Cherry Grove is a hamlet in central Alberta, Canada within the Municipal District of Bonnyville No. 87. It is 1 km north of Highway 55, approximately 12 km southeast of Cold Lake.

== Community ==
Cherry Grove is a rural community serving the surrounding agricultural area. Community facilities include the Cherry Grove Community Hall, a community rink, and rodeo grounds operated by the Cherry Grove Agricultural Society. The community rink is maintained by local volunteers and is available for public use.

The community hosts the annual Cherry Grove Lawn Tractor Races, organized by the Cherry Grove Agricultural Society. The event features multiple racing classes and family-oriented activities.

The hamlet is home to a congregation of The Church of Jesus Christ of Latter-day Saints.

The Bonnyville Regional Fire Authority operates Station 10 – Cherry Grove, which began emergency response operations on December 3, 2025. The station serves Cherry Grove and the surrounding area.

== History ==
On April 28, 2023, a fire destroyed the Cherry Grove meetinghouse of The Church of Jesus Christ of Latter-day Saints. Firefighters from several surrounding communities responded to the incident, which resulted in the building being declared a complete loss.

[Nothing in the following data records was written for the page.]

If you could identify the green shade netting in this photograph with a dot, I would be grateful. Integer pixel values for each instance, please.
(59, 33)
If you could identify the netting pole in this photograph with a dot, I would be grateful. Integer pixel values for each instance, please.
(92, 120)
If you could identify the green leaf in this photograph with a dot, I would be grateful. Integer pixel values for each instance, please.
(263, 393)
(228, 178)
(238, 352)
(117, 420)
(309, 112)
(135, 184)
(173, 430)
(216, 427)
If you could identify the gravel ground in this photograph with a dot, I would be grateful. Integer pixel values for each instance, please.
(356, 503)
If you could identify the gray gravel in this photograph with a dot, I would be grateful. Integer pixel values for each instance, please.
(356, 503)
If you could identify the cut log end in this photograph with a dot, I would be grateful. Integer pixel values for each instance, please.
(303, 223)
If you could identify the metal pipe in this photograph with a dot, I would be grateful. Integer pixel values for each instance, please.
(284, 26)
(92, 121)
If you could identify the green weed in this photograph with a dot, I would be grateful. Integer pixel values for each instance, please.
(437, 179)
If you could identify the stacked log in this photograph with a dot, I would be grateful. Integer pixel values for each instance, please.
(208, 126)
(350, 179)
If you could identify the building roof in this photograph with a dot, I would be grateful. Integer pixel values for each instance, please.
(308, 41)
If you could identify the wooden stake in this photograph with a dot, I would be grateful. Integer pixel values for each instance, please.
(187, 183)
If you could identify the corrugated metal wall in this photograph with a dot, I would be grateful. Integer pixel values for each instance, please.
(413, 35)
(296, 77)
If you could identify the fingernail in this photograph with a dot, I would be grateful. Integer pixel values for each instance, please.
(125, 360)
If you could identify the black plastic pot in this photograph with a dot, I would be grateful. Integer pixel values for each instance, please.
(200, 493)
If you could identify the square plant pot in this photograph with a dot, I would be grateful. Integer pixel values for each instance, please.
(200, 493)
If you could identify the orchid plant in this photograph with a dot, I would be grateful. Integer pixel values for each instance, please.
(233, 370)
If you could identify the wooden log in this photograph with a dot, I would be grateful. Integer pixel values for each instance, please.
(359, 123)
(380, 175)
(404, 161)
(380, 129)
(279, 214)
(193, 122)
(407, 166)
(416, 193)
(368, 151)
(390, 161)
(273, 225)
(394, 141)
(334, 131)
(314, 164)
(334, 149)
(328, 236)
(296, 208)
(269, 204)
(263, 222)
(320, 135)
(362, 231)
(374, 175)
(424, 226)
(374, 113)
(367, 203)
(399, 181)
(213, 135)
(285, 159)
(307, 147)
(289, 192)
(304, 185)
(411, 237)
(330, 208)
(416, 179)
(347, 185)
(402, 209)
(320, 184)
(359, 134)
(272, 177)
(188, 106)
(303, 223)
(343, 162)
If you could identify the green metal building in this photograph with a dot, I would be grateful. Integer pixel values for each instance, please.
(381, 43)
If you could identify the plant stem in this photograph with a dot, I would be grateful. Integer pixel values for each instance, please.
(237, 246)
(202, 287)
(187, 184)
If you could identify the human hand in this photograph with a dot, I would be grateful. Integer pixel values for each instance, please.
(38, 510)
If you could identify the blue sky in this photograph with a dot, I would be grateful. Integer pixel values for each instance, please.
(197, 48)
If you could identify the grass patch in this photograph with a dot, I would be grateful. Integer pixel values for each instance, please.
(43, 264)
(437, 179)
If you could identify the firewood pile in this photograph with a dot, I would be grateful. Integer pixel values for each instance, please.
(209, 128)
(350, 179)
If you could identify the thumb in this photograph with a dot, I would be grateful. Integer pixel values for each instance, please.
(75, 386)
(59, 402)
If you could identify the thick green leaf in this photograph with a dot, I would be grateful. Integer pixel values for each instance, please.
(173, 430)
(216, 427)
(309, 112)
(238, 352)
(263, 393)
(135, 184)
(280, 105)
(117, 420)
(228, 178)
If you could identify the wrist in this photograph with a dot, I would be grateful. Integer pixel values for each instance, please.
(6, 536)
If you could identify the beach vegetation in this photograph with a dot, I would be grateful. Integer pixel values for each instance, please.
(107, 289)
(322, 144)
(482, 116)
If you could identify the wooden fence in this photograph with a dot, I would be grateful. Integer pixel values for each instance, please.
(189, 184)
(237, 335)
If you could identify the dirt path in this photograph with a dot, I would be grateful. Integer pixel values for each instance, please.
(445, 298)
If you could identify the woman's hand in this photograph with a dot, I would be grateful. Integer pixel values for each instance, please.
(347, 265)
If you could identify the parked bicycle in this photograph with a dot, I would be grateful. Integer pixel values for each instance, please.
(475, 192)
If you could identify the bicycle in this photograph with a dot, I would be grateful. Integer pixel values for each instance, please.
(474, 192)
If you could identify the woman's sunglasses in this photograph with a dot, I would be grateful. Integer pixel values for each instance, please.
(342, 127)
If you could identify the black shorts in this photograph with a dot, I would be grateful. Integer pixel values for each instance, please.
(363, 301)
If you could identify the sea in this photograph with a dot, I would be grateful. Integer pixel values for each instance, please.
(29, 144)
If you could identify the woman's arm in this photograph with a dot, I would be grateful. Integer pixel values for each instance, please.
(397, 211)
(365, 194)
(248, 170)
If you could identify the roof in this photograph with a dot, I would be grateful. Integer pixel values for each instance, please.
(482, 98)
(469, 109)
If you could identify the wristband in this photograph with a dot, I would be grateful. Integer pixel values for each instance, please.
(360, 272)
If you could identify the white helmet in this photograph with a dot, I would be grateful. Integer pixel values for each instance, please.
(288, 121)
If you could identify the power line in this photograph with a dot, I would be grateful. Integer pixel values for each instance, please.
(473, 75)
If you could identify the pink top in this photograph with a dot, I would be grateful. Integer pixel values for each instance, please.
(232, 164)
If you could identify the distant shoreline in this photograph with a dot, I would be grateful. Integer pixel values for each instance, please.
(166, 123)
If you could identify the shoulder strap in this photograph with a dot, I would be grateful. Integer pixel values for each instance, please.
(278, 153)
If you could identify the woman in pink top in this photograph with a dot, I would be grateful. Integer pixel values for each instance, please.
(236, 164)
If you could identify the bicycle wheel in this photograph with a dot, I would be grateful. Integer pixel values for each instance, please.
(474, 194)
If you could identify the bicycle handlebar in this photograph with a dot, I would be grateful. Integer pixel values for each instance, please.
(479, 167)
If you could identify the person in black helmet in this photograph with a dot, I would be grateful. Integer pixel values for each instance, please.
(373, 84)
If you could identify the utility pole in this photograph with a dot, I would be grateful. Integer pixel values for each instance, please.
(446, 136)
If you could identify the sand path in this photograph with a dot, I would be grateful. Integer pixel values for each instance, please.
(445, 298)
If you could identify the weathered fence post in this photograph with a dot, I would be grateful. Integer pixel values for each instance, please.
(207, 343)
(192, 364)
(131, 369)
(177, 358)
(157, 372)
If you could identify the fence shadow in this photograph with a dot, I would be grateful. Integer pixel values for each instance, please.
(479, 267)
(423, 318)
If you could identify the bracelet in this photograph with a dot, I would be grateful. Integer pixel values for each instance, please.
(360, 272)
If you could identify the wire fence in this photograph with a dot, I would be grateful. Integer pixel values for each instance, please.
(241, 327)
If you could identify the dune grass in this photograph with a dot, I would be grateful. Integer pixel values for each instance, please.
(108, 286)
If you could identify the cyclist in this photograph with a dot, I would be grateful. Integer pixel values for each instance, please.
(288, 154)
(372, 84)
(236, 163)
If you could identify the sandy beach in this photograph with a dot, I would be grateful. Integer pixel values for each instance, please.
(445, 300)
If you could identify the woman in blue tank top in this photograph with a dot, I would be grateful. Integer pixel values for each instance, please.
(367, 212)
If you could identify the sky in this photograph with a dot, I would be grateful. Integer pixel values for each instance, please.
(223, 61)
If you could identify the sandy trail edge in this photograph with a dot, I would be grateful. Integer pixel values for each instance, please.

The fire was investigated as suspicious by the Bonnyville Regional Fire Authority and the Royal Canadian Mounted Police.

A new meetinghouse was later completed, with the Cherry Grove congregation holding its first worship service in the new building in April 2026.

== Demographics ==
The population of Cherry Grove according to the 2014 municipal census conducted by the Municipal District of Bonnyville No. 87 is 405.